Written By: Barnali Sarkar

“One of the greatest gifts adults can give – to their offspring and to their society – is to read to children.” – Carl Sagan

 

As I sat down to pen my thoughts about this blog, there were various questions clouding my mind. I started reading up and pondering over the significance of reading aloud to children or shared book reading. The more I read, the more I wondered about the effect it had on parents and/or caregivers and children alike. Of course it is an activity where both the parent and children are involved. It could help the parents relax after a long day while the children could learn new things or simply enjoy their reading time. But why was it talked about so much among parents and emphasized upon by psychologists? 

I surfed various sites and came across several aspects that proved to be an eye-opener. For instance, I chanced upon a study done by the Ohio State University that talked about bridging the “million word gap” and how children whose parents read them even one book a day, hear around 290,000 more words by the time they turn 5 as compared to children who are not read to. The study explained how reading aloud to a child sparks an active discussion or sows the seeds of an interactive conversation leading to “extra-textual talk” not seen in daily communication. In other words, it introduces children to new and more complex and difficult words or expressions not used in everyday conversations. For example, a child may learn about new places (countries or continents), unknown species of plants and animals, or entirely new concepts such as space. 

Some of the well-known attributes of reading aloud to children include:

  • building the Word Bank and learning to use new words
  • developing word-sound or phonological awareness and word recognition skills
  • developing accuracy and clarity of expression
  • enhanced listening skills and sustained attention span 

The more I delved deeper, I realised that reading aloud to kids gave rise to enhanced emotional and analytical reasoning and development.

A study by Rhode Island Hospital compared two groups of 8-month-old infants and found that the group that was often read to as babies had 40% enhanced receptive vocabularies while the non-reading group had a mere 16% increase. 

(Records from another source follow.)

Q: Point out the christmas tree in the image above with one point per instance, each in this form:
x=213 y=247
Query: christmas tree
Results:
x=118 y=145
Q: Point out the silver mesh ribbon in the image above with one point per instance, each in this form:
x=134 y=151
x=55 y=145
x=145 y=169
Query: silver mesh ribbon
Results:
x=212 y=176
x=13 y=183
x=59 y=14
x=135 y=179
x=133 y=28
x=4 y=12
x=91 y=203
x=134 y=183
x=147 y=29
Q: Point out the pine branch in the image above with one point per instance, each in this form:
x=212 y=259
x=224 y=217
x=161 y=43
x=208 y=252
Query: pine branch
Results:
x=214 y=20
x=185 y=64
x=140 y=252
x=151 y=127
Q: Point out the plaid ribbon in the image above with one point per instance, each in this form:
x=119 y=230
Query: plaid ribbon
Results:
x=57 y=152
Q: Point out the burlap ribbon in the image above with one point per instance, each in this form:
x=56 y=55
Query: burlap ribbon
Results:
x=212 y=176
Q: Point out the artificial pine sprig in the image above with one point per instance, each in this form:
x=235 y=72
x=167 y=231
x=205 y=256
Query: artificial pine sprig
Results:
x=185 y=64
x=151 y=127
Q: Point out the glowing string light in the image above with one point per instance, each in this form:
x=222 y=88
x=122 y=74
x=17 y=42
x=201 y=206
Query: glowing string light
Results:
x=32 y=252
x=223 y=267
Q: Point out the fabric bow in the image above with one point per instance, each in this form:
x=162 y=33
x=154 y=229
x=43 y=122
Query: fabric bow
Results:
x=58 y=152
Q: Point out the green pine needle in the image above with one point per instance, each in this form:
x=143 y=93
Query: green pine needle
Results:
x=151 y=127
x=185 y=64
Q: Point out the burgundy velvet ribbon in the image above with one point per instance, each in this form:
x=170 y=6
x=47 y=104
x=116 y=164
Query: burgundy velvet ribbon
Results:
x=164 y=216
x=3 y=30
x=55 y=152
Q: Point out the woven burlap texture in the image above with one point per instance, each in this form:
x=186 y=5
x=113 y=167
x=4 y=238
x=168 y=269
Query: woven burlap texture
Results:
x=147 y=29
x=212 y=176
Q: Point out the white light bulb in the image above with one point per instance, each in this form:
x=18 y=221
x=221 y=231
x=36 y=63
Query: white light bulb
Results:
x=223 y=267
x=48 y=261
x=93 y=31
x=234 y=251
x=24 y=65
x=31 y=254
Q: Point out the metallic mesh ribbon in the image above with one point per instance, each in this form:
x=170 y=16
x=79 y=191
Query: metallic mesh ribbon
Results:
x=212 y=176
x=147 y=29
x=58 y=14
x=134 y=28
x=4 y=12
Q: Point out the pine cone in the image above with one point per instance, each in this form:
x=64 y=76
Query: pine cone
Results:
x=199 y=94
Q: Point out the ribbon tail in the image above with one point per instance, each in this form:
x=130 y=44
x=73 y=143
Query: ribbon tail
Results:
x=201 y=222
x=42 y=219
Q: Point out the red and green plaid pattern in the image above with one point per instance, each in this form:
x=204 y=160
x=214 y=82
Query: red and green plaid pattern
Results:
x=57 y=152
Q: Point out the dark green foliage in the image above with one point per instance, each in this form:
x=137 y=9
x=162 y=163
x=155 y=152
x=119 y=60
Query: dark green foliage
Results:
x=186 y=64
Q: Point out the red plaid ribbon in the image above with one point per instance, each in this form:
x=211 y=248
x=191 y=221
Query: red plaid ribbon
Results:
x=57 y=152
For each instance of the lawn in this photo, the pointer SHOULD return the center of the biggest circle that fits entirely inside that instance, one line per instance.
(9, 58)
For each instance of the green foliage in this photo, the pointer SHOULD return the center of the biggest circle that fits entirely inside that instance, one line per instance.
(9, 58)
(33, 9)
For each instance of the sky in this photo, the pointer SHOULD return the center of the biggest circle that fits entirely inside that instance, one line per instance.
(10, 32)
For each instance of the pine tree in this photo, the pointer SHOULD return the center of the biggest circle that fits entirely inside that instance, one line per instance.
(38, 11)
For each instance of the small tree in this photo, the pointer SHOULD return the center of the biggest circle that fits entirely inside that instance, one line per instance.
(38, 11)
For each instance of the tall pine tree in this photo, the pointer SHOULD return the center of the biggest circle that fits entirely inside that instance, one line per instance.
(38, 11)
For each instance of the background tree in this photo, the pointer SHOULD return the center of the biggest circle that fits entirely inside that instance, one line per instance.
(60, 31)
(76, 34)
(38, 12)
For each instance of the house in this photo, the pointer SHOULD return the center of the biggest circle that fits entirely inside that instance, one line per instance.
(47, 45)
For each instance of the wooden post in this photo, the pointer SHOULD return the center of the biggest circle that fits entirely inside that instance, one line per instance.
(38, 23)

Reading aloud to children awakens several regions in the left part of the brain actively involved with comprehending the meaning of words, concepts related to memory and visual imagery as it enhances visualisation and imagination. The brain’s connectivity is heightened as it starts decoding a series of abstract symbols while at the same time, it synthesises the results and gives rise to complex ideas. There is also enhanced emotional intelligence and fluid reasoning as there is stimulation of the neurological regions of the brain including phonemic awareness, comprehension, and auditory as well as visual processes.

Although the scope of reading extends much more than simply interpreting written words into a more easily understandable verbal form, the powerful medium of words can be associated with personal experiences. Hence reading aloud to children opens the doors to a world outside their own or known surroundings as it expands the boundaries of their world, opens up their minds, and generates new ideas and possibilities.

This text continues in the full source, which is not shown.